3.13 Daarbij moet worden bedacht in welke staat Centric verkeerde toen deze enquêteprocedure een aanvang nam: de accountant had zich teruggetrokken, de verzekeraar had de cyber security polis opgezegd, belangrijke klanten hadden het contract met Centric niet verlengd of opgezegd, andere belangrijke klanten overwogen de relatie met Centric te beëindigen, een deel van het personeel was al vertrokken, terwijl de werving van nieuw personeel stokte, dit alles met een directe en acute bedreiging voor de continuïteit van Centric en haar onderneming tot gevolg. Onder die omstandigheden moesten de nieuwe bestuurders de leiding over Centric overnemen. Naar de ondernemingsraad heeft bevestigd, zijn zij erin geslaagd de onderneming in rustiger vaarwater te brengen en de bedrijfsvoering te stabiliseren. Ter zitting heeft de uitvoerende bestuurder toegelicht dat hem onder meer uit gesprekken met klanten is gebleken dat die continuïteit opnieuw in het geding zou komen indien [B] c.s. alsnog op enigerlei wijze bij Centric betrokken zou worden. Onder deze – uitzonderlijke – omstandigheden hebben de bestuurders van Centric Holding en de beheerder in redelijkheid kunnen besluiten [B] c.s. geen verdergaande rol toe te bedelen in het verkoopproces dan zij hebben gedaan.
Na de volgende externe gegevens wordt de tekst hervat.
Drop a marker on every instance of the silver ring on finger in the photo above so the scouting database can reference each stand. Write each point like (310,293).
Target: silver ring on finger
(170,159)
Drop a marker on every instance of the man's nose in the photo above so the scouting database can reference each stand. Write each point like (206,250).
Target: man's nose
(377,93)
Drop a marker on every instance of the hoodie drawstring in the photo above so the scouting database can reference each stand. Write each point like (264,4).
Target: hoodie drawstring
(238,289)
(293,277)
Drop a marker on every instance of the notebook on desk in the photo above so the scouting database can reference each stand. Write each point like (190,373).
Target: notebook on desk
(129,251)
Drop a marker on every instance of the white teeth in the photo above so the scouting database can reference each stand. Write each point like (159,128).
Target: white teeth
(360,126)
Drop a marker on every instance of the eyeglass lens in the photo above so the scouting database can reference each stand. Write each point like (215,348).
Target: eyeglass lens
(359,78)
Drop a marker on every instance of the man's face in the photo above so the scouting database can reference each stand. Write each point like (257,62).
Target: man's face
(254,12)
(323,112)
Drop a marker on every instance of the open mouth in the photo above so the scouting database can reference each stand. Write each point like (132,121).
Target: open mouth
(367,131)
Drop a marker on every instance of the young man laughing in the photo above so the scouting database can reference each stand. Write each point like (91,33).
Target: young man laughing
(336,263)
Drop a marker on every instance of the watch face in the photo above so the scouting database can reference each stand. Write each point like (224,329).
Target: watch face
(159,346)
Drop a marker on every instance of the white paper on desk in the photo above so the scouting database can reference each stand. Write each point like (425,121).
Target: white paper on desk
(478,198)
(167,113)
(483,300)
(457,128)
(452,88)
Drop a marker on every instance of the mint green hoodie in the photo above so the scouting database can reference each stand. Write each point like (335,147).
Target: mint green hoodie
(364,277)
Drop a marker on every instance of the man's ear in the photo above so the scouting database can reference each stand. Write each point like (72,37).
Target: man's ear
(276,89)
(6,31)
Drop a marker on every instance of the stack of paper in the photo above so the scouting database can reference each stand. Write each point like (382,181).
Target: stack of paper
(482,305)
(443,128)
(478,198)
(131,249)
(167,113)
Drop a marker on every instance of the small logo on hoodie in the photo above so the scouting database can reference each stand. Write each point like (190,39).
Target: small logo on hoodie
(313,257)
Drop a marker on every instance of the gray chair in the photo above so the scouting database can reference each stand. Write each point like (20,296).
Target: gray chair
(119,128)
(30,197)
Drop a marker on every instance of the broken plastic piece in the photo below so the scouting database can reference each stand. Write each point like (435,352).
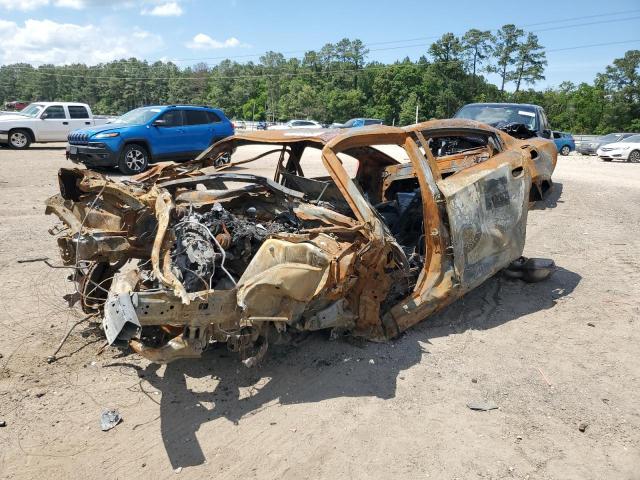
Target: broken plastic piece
(109,419)
(531,269)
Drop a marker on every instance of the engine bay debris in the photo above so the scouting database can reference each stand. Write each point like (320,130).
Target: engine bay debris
(189,254)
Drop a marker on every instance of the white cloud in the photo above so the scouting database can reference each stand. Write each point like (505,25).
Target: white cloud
(75,4)
(24,5)
(203,41)
(156,7)
(45,41)
(168,9)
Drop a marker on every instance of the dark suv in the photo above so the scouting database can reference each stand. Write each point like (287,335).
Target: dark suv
(147,134)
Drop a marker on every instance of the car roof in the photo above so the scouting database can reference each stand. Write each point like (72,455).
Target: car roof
(73,104)
(498,104)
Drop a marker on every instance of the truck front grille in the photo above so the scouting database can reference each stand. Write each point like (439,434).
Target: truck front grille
(78,138)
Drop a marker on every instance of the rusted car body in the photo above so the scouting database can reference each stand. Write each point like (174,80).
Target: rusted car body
(189,254)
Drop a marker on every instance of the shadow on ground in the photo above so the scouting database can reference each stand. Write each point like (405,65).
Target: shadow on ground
(317,369)
(552,199)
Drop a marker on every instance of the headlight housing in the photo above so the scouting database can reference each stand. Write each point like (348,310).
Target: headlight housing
(106,135)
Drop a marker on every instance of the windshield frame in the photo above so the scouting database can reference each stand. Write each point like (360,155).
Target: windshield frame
(136,116)
(613,138)
(473,111)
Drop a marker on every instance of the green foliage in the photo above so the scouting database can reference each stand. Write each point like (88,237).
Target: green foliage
(337,82)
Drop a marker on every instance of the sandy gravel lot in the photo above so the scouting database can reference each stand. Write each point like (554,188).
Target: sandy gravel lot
(552,356)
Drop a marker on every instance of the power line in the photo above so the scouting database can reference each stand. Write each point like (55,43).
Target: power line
(287,74)
(417,39)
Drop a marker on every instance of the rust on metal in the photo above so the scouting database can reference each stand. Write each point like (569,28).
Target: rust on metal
(196,253)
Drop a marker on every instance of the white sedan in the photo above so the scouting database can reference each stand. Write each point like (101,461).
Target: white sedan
(627,149)
(297,124)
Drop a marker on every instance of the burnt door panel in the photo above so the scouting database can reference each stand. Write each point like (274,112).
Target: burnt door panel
(487,207)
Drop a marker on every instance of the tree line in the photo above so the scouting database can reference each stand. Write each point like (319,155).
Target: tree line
(338,82)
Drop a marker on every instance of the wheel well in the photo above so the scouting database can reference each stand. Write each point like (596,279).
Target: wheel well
(142,143)
(32,137)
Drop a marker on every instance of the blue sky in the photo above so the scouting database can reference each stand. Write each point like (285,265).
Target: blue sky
(187,31)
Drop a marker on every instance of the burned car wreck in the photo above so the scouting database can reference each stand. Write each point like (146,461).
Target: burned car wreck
(189,254)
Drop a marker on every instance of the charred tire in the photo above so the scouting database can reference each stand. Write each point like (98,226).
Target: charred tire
(133,159)
(19,139)
(223,159)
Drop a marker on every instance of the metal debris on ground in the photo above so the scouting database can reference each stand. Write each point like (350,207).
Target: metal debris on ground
(483,406)
(109,419)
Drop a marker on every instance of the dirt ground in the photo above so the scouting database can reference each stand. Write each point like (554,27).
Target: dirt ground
(552,356)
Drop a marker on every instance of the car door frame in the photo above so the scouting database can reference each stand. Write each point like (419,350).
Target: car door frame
(457,259)
(53,129)
(163,133)
(78,123)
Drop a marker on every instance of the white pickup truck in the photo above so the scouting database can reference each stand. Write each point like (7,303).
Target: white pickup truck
(43,122)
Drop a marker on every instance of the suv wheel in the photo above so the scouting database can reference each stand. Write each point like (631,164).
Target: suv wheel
(133,159)
(19,139)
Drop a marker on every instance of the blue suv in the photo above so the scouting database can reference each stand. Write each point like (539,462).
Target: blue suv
(149,134)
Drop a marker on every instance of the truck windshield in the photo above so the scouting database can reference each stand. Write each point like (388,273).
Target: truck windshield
(32,110)
(138,116)
(495,114)
(611,138)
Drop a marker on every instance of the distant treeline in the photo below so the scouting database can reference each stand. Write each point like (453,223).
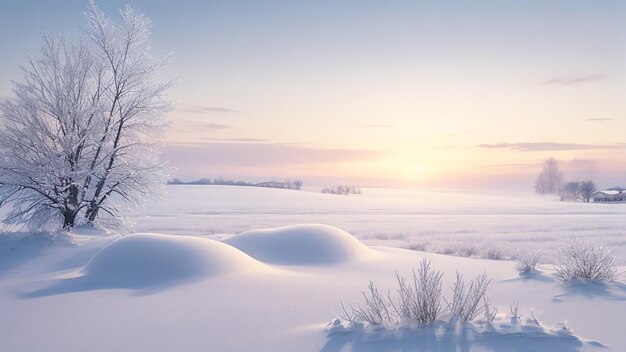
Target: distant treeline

3.14 Zoals in de beschikking van 18 januari 2024 aan de orde is gekomen, heeft het bestuur van Centric Holding in overleg met de beheerder, ten behoeve van een verkoop de criteria voor aandeelhouderschap geformuleerd om daarmee hun opstelling tegenover potentiële kopers op kenbare wijze richting te geven en tegenover [B] c.s. duidelijkheid te scheppen. De Ondernemingskamer heeft geen aanknopingspunten gezien om te veronderstellen dat die uitgangspunten overwegende belemmeringen opleveren voor de verkoop van Centric of een prijsdrukkend effect zullen hebben. De Ondernemingskamer heeft het opstellen van die criteria voor aandeelhouderschap dan ook niet onredelijk of onzorgvuldig jegens [B] c.s. geoordeeld (rov. 3.18). Dat is nu niet anders.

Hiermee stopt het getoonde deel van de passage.